Com essa doença eu descobri prazer em algumas atividades que antes eram triviais. Por exemplo:
- o prazer de desenroscar a tampa de uma garrafa. É uma situação que eu vivencio raramente, conseguir abrir uma bebida sozinha, então quando consigo fico orgulhosa de mim mesma.
- o prazer de acordar sem dor. O prazer de acordar com pouca dor.
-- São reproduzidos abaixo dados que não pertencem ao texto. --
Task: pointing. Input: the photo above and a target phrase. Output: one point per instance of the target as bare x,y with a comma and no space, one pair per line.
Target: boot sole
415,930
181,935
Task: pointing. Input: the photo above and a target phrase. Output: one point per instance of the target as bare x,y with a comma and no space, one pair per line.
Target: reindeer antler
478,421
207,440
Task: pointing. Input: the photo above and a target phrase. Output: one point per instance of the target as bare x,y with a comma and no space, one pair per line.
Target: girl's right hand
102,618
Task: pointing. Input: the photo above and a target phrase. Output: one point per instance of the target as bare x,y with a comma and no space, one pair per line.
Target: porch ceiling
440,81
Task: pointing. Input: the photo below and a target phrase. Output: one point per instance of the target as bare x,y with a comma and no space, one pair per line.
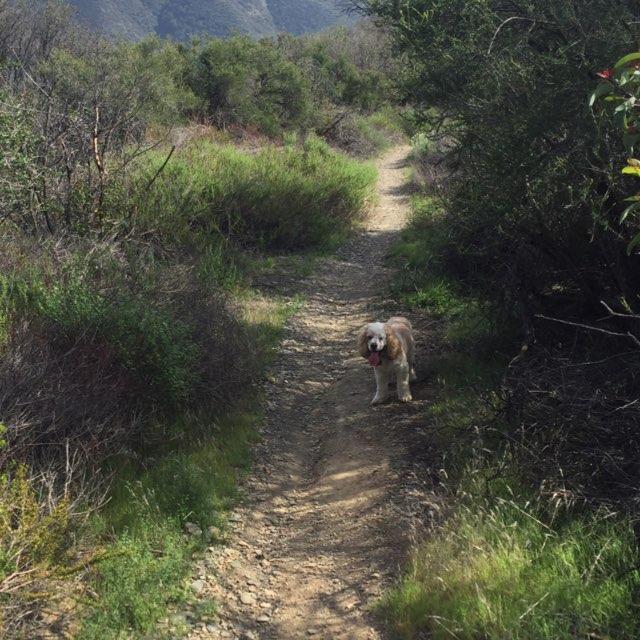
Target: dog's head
376,339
O prazer de conseguir sair da cama, apesar da dor.
- o prazer de poder virar o pescoço na hora de dirigir.
- o prazer de conseguir usar um sapato social.
Também me fez descobrir novos temores: o temor de quebrar coisas na casa dos outros, de cumprimentar dando a mão e sentir como se os dedos estivessem sendo esmagados, de não poder mais fazer coisas que exigem precisão, como desenhar, o temor de não passar no exame da auto-escola, que agora inclui um teste de força das mãos, o temor de chegar a data de tomar o remédio e não ter disponível na farmácia de alto custo, ou do remédio parar de fazer efeito.
Mas, principalmente, a doença me deu a consciência de que existem diversos fatores limitantes que, na verdade, eu não tenho, e a sensação de poder fazer tantas coisas é prazerosa e libertadora.
Poder fazer o que deve ser feito, poder cuidar das pessoas que dependem de mim, poder vencer os desafios e administrar as limitações. De fato, acho que a vida tem sido generosa comigo, e espero sempre ter saúde para retribuir.